NEW YORK (TheStreet) -- The first major failure of the Doug McMillion administration at Walmart (WMT) is clear: not being bold enough to pay a premium to buy the instant marketplace recognition and square footage held by dollar store Family Dollar (FDO).
As Walmart stays true to its insular culture, dollar store Dollar Tree (DLTR) has realized the opportunity embodies its longtime rival Family Dollar. In a deal announced Monday, Dollar Tree will purchase Family Dollar for $74.50 per share, a whopping 22.8% premium to the closing price on July 25, 2014. Upon the deal's expected closure in early 2015, the company will operate a 13,000 stores across 48 states, a formidable retail presence, selling consumers fixed price merchandise ($1 or less) under the Dollar Tree banner and multi-priced goods at Family Dollar.
Walmart shares were slipping 0.5% on the announcement to $75.60, a dip that has only begun to appreciate the lost opportunity to get closer to economically-sensitive customers in rural and urban markets that view a trip to a super-center as expensive. The addition of Family Dollar to Walmart would have afforded the retail giant the luxury of utilizing the smaller size of Family Dollar stores as same-day delivery hubs for Walmart.com merchandise.

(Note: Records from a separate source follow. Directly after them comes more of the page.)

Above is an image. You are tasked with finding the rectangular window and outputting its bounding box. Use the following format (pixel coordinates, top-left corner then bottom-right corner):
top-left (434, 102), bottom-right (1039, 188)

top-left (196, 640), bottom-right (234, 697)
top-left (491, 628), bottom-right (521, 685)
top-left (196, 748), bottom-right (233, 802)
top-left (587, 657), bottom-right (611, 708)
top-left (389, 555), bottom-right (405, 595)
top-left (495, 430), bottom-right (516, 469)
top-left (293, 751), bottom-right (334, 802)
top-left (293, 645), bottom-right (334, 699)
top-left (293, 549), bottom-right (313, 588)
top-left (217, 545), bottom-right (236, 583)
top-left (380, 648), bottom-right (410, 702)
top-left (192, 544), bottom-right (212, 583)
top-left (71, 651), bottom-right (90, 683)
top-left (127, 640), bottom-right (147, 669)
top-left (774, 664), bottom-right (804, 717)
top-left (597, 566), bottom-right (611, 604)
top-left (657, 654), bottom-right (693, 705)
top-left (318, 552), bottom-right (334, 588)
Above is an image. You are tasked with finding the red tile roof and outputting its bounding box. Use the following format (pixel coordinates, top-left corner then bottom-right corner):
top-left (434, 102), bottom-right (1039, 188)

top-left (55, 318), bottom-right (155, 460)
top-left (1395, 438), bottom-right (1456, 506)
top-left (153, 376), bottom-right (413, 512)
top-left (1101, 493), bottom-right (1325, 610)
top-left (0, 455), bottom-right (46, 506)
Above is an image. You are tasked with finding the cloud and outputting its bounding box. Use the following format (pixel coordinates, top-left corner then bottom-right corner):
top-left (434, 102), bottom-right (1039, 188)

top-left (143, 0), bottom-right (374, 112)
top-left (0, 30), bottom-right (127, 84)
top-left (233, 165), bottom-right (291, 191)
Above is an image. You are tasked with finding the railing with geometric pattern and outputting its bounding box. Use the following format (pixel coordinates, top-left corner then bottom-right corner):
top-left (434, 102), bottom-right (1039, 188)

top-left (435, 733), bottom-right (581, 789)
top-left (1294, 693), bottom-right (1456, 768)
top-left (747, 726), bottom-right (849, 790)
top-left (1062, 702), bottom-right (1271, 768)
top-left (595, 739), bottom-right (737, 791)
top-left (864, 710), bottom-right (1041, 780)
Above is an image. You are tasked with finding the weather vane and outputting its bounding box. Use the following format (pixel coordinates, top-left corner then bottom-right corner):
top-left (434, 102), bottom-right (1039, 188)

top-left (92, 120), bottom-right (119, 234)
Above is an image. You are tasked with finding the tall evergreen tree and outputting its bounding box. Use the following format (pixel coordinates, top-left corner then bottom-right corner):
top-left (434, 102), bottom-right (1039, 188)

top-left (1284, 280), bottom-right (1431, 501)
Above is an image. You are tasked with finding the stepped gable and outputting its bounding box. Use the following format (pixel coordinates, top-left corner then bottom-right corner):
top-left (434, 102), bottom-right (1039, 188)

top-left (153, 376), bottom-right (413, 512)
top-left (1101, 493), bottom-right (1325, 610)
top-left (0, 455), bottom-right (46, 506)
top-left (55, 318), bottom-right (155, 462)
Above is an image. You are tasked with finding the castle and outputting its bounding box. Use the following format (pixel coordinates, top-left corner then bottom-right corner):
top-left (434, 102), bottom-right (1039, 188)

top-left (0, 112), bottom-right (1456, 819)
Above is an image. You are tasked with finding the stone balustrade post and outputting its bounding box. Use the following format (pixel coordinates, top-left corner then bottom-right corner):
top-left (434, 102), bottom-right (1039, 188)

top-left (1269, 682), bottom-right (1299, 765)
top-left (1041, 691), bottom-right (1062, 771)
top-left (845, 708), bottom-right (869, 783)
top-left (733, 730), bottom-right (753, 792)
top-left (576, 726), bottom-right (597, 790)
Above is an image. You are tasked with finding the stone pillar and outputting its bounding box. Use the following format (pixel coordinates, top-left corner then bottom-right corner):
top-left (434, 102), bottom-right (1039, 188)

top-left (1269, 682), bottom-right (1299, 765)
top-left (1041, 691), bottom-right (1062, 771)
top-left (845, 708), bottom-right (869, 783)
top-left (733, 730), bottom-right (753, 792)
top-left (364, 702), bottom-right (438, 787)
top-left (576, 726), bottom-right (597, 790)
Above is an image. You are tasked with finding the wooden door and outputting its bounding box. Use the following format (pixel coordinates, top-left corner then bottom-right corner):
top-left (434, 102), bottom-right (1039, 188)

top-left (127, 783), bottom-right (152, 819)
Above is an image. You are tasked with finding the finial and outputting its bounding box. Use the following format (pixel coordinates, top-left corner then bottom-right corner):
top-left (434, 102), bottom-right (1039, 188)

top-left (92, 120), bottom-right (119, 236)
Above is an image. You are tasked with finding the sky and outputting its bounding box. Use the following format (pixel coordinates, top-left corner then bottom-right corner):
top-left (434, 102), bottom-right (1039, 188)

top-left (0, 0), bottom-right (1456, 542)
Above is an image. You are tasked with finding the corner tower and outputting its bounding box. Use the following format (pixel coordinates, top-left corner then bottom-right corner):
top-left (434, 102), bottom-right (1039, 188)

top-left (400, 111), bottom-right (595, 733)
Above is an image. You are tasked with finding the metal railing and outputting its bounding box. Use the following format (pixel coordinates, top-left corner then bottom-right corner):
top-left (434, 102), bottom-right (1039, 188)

Now, the world's largest retailer, which my Belus Capital Advisors rates as a sell with a $71.00 price target due to an outlook for continued margin pressure (this only worsens in a combined Family Dollar/Dollar Tree world), should expect an all-out assault on the fundamentals of its business. The merged dollar store is likely to benefit from deal synergies estimated at a $300 million run rate by the end of 2018 to invest in new store layouts that could offer more fresh food options, among other new offerings.